Ben Koufie

Personal information
- Date of birth: 5 June 1932
- Place of birth: Gold Coast
- Date of death: 4 July 2016 (aged 84)
- Place of death: Accra, Ghana

Senior career*
- Years: Team / Apps / (Gls)
- Cornerstones
- Ebusua Dwarfs

International career
- 1957–1958: Ghana

Managerial career
- 1970–1973: Ghana
- 1971: Asante Kotoko
- 1972: Great Olympics
- 1976–1979: Africa Sports
- 1979–1980: Akosombo Akotex
- 1988–1992: Zimbabwe

= Ben Koufie =

Ghanaian footballer and sports administrator (1932–2016)

Ben Koufie (5 June 1932 – 4 July 2016) was a Ghanaian football player, coach, and administrator.

==Playing career==
Koufie played club football for Cornerstones and Ebusua Dwarfs, and represented the national side from 1957 to 1958.

==Coaching career==
After retiring as a player, Koufie became a coach of the Ghana national team, and managed Zimbabwe from 1988 to 1992.

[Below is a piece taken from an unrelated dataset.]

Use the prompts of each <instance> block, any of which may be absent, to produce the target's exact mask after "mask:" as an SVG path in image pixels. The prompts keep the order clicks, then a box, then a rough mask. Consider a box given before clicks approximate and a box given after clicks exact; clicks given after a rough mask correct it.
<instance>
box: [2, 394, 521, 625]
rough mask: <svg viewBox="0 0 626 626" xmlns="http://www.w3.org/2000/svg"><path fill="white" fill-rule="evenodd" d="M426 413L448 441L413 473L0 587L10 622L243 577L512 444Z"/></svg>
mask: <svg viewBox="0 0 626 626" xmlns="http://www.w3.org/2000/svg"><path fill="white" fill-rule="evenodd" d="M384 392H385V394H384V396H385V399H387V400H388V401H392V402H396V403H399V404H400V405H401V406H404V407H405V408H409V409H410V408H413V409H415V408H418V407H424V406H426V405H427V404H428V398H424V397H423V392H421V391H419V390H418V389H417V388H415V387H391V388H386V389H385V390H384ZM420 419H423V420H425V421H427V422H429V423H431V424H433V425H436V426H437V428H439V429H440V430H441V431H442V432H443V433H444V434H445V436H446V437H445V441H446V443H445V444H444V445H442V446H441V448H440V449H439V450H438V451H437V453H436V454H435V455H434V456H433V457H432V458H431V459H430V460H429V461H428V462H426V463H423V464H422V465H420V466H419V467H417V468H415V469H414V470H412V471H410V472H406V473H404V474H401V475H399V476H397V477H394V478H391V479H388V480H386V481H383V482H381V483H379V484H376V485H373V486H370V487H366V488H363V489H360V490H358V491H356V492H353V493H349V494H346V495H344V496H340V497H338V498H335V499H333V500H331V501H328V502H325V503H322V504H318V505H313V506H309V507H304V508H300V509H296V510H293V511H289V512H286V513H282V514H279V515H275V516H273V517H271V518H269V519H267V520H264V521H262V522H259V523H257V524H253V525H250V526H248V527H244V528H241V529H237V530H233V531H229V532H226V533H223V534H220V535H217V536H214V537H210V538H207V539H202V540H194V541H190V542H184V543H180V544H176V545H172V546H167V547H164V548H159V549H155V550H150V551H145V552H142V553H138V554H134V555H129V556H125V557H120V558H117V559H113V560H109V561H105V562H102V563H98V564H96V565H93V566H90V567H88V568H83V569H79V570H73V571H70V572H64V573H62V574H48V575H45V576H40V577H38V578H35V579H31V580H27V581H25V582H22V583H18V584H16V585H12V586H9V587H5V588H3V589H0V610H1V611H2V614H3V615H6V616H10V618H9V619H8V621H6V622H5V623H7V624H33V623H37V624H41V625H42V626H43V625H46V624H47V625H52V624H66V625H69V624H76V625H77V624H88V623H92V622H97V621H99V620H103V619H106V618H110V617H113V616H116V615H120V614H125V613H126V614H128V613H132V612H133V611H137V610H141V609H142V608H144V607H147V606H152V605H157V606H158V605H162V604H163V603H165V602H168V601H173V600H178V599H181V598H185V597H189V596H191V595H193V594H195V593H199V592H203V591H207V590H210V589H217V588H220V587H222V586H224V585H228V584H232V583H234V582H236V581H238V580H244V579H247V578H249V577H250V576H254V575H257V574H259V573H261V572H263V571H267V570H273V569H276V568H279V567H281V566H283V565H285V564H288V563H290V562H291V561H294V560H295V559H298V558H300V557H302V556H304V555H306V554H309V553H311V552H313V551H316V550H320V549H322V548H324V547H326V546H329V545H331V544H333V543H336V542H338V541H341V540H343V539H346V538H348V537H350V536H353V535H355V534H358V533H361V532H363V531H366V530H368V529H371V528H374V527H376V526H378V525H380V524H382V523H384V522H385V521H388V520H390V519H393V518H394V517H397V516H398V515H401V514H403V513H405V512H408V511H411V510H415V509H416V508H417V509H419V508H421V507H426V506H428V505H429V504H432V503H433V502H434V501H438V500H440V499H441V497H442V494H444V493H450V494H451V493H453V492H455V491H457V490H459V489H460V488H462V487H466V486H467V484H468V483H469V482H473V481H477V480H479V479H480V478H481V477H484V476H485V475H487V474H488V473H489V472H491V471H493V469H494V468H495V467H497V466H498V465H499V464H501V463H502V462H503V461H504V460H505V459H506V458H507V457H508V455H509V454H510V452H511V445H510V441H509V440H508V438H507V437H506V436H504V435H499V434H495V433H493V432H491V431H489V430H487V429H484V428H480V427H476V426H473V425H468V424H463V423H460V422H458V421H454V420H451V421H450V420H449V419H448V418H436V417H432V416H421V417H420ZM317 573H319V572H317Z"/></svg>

He led Ghanaian club Asante Kotoko to the Africa Club Championship in 1971, and Great Olympics to the semi-finals a year later. He also coached Ivorian team Africa Sports, and in Ghana with Akosombo Akotex.

==Administrative career==
Koufie was the technical advisor to the Zimbabwe Football Association from 1981 to 1982, technical director of the Botswana Football Association from 1992 to 2001, and president of the Ghana Football Association from 2001 to 2003.

==Death==
Koufie died on 4 July 2016 at the Korle-Bu Teaching Hospital in Accra from an undisclosed illness. He was 84.

==Honours==
There have been calls to rename the Cape Coast Sports Stadium after Koufie.